With Hawke at its center, the film tells of Tesla’s rise opposite the more embraced and financially supported experimentations of Thomas Edison (Kyle MacLachlan). Almareyeda positions Tesla’s immigrant identity as intrinsic to his otherness, with Edison’s acceptance and confidence reflected as a natural extension of the American machine. While narrated by Anne Morgan (Eve Hewson), the daughter of banking icon J.P. Morgan, we begin in Tesla’s early days developing alternating electrical currents. But it’s not until he breaks away from the city and Edison’s company that his genius is able to thrive.
In tandem, so goes the film’s idiosyncrasies. Until this point, Hawke is largely silent and gruff, fading into the Almereyda’s shadowy tableaus. But Tesla striking out on his own finds the director and actor free to take similarly bolder steps, including a faded technicolor karaoke session set to Tears for Fears. Almareyda uses matte paintings of intentional staginess and shifts the film’s color palatte to more electric vibrancy. Tesla finds his innovation as the movie finds its own, somewhat gleeful in its alienating formal creativity.

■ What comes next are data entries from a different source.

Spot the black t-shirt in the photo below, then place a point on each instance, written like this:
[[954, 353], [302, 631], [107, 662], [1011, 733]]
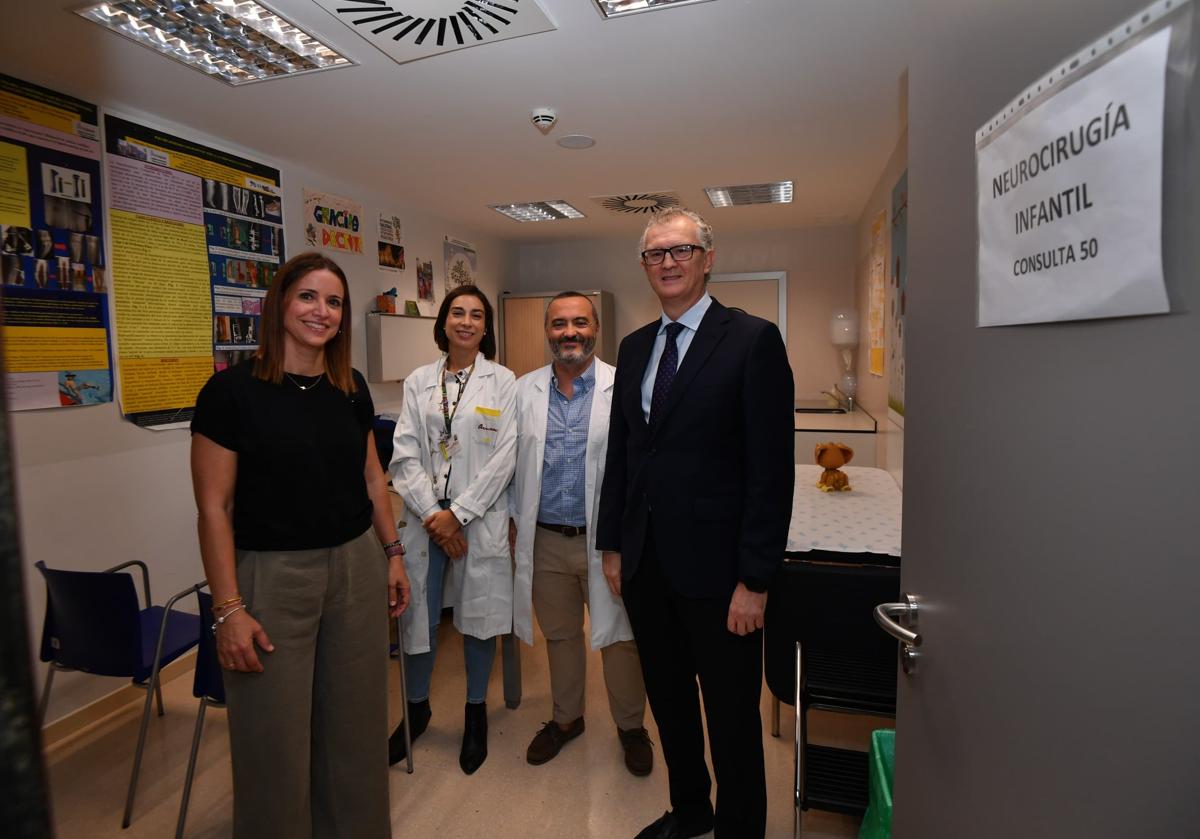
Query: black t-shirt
[[300, 457]]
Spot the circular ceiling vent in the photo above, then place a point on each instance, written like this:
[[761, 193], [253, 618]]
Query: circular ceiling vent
[[413, 29], [639, 202]]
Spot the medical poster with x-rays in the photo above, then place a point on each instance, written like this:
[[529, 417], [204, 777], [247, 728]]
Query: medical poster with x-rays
[[52, 250]]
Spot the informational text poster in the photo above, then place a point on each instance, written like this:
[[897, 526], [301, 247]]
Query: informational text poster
[[55, 303], [876, 292], [898, 298], [460, 258], [391, 243], [1071, 197], [197, 239], [333, 222]]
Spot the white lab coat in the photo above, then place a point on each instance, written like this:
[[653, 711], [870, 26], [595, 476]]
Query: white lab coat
[[479, 587], [607, 613]]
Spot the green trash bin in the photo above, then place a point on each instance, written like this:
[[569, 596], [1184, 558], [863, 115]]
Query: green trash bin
[[877, 819]]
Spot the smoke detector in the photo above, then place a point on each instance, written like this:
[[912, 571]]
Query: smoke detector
[[544, 119]]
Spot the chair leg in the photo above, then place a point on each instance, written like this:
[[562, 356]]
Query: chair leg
[[191, 768], [45, 701], [142, 742], [510, 657], [403, 693], [801, 742]]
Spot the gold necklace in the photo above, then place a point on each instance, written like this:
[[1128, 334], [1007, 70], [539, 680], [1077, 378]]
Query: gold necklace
[[304, 387]]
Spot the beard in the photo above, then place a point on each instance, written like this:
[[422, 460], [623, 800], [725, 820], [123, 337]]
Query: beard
[[573, 357]]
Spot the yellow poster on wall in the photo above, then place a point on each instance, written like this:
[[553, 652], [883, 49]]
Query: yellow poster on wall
[[877, 292], [197, 239], [52, 251], [13, 186]]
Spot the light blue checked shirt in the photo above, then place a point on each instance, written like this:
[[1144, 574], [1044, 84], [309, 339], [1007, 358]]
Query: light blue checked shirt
[[563, 497]]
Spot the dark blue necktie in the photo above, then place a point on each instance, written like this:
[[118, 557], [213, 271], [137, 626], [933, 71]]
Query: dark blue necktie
[[667, 365]]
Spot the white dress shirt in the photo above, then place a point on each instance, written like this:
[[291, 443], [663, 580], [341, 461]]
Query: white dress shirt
[[690, 322]]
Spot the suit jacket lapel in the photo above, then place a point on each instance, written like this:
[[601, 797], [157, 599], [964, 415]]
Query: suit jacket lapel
[[640, 355], [711, 333]]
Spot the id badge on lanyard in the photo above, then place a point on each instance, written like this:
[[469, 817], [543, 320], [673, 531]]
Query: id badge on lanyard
[[448, 443]]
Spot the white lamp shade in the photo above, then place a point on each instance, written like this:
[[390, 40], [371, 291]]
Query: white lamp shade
[[844, 328]]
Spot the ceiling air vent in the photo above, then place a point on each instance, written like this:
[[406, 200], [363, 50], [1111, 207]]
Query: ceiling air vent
[[407, 30], [778, 192], [639, 202]]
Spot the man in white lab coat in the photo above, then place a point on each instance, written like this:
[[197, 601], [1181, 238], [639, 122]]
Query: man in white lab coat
[[562, 439]]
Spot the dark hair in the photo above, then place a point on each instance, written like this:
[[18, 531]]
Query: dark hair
[[269, 358], [487, 346], [561, 295]]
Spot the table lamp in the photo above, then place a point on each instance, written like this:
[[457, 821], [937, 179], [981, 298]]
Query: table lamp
[[844, 334]]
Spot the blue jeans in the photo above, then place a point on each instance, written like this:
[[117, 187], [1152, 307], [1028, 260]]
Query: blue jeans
[[479, 653]]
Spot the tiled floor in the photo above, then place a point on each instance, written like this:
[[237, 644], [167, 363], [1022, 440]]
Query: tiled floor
[[583, 792]]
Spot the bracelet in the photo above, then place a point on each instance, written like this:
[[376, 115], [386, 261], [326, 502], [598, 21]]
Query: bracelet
[[227, 603], [226, 616]]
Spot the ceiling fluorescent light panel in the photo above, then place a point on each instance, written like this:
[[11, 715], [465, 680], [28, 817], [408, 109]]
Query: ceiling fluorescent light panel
[[540, 210], [613, 9], [234, 41]]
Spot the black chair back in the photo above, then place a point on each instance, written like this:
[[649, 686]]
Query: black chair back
[[208, 681], [827, 606], [93, 623]]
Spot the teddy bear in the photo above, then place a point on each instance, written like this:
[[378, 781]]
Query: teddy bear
[[831, 456]]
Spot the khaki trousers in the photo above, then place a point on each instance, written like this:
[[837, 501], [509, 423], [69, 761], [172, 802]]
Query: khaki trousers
[[559, 595], [309, 736]]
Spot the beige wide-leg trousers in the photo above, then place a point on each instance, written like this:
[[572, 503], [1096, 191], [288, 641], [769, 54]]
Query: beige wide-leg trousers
[[309, 736], [559, 597]]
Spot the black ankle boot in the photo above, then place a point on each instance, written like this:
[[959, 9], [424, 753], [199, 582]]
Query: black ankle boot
[[419, 713], [474, 738]]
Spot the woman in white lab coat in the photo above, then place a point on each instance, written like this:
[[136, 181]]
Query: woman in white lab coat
[[455, 449], [606, 612]]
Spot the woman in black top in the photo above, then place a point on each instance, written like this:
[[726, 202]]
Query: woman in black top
[[299, 544]]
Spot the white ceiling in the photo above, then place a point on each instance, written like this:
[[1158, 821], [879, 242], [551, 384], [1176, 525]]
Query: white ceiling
[[731, 91]]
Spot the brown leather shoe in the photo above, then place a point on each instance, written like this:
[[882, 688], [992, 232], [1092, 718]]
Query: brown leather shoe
[[551, 739], [639, 751]]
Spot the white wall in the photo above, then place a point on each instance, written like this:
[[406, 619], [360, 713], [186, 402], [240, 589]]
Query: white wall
[[873, 390], [820, 264], [95, 490]]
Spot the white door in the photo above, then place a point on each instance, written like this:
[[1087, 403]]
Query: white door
[[1051, 521]]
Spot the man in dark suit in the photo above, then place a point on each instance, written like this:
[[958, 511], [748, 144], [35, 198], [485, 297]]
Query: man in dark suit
[[693, 521]]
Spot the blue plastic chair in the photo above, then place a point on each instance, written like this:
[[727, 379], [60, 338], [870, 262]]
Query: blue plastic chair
[[208, 685], [95, 625]]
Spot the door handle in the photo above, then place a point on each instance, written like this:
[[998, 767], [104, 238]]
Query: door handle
[[906, 634]]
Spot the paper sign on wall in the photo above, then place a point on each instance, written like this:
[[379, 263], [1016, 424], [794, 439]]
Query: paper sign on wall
[[1069, 198], [333, 222]]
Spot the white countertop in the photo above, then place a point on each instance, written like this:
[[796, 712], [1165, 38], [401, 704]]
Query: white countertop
[[857, 420]]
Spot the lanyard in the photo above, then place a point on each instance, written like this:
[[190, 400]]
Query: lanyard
[[447, 414]]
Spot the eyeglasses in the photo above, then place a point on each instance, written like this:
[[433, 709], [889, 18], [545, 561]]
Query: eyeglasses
[[678, 252], [579, 323]]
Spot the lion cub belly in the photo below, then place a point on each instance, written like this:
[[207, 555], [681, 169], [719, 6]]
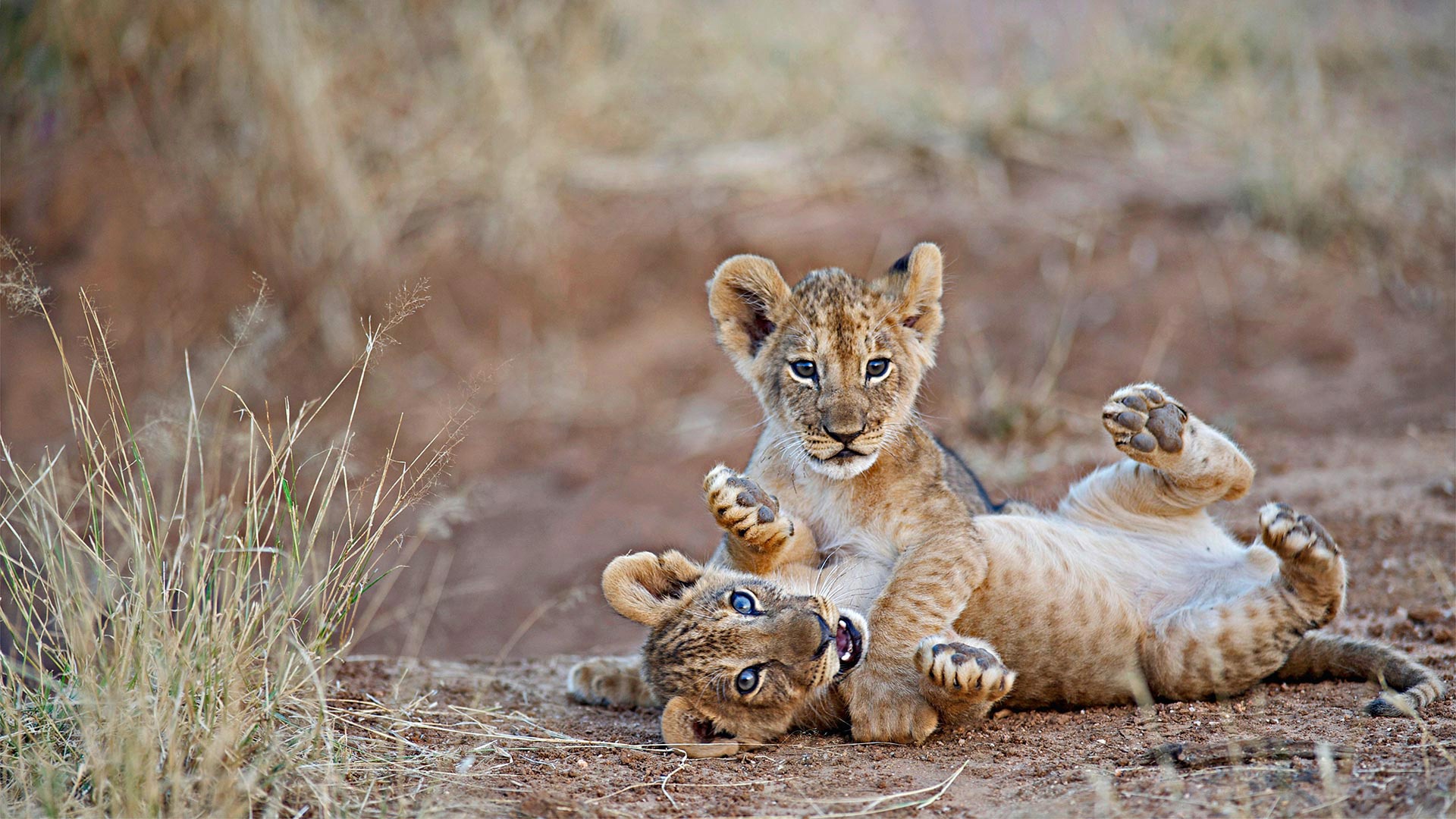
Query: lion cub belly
[[856, 563], [1053, 613]]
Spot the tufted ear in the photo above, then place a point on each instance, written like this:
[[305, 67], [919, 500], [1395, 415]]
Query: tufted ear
[[915, 280], [745, 297], [644, 586], [693, 732]]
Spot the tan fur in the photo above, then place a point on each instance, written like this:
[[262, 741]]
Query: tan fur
[[1128, 588]]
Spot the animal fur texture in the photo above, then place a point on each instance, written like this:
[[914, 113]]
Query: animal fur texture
[[886, 591]]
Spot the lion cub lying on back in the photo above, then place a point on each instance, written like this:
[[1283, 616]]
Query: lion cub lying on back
[[855, 507]]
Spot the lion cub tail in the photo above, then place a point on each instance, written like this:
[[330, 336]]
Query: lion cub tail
[[1408, 686]]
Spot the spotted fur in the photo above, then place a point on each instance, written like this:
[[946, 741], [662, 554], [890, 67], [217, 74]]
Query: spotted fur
[[1128, 589]]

And yet even with all of the film’s oddness, its perceptions on era and character doesn’t go any deeper than the standard, cliched biopics it attempts to transcend. Some of this derives from Almereyda’s mostly minor key touch in his more straightforward sequences, but it is also exaccerbated by limiting characters to more conceptual beings than human ones. When not going out on a limb, the film’s narrative details simply fall flat. Its audacity merely registers as one-note insight, despite how Tesla offers sprinkles of the truly unique. If Hawke’s Tesla’s iconoclastic nature makes him more interesting than his peers, under this equated presentation, shouldn’t Almereyda prove moreso than his own?
Where Tesla fascinates more richly is how it examines the finances of invention, the ways innovation is encumbered by the bureaucracy of money people. Here is another angle that makes Tesla seem like a stand-in for the filmmaker himself, allowing a visionary among profiteers to break from that ecosystem. The film could easily be read as a comment on the state of modern cinema, moving forward only as industry and with true inspiration only happening off the grid. Unfortunately, this makes Tesla feel like it is for Almereyda and no one else. But perhaps that’s just fine too.
Maybe the film’s satisfaction with itself is enough to fulfill it’s own goals – it doesn’t need to satisfy us, it just needs to stand alone. Tesla may not be much better than other, tamer biopics, but it also doesn’t get lost among them.